Performance Evaluation of an A Band Differential Absorption LIDAR Model and Inversion for the Ocean Surface Pressure from Low-Earth Orbit

Atmosphere 2023, 14(2), 413; https://doi.org/10.3390/atmos14020413
by Guanglie Hong 1, Yu Dong 2,* and Huige Di 2,*
Reviewer 1: Anonymous
Reviewer 2:
Atmosphere 2023, 14(2), 413; https://doi.org/10.3390/atmos14020413
Submission received: 25 November 2022 / Revised: 29 January 2023 / Accepted: 6 February 2023 / Published: 20 February 2023
(This article belongs to the Section Atmospheric Techniques, Instruments, and Modeling)

Round 1

Reviewer 1 Report

The concept using differential absorption measurements in the oxygen A band to measure the atmospheric pressure was proposed almost 40 years ago. This manuscript appears to reevaluate the pressure measurements using this concept from space. Although there is a value in the manuscript, the manuscript is not well written based on my reading. Incomplete sentences are used. The flow of the manuscript is not very logical. Equations are duplicated and assigned multiple numbers. All these led to the readability of the manuscript is not good. I suggest the authors to rewrite the manuscript, have some English speakers proofread, and resubmit the manuscript. Some of my comments are provided in below for authors to consider.

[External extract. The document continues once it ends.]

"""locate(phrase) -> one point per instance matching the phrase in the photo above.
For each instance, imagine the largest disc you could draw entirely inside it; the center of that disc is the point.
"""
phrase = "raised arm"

1.       The manuscript made a lengthy discussion and derivation regarding a paper by Schwemmer et al and derived a conclusion implying that the situation considered in Schwemmer et al is not realistic. I think it is not necessary to discuss a paper published lone ago back to 1987. If the paper is not appropriate, the authors should cite other papers or derive correct equations to use in their simulation. Numerous new papers have been published over the past decades discussing pressure measurement using the lidar differential absorption measurement technique (see an example by Lin and Liu in below). It seems that Eq. (1-3) (12) is not appropriate, implying that Eq.1 from Schwemmer et al is not correct. If so, the authors should not include them in the manuscript. The inclusion of these equations just cause confusion. Some equations are duplicated, e.g., Eq.(2) following line 102 and Eq.(2) (10) following line 127. It is not necessary at all and does not follow the general format of journals. I suggest the author to rewrite section 1 Introduction and the first part of section 2 lines 89 - 139.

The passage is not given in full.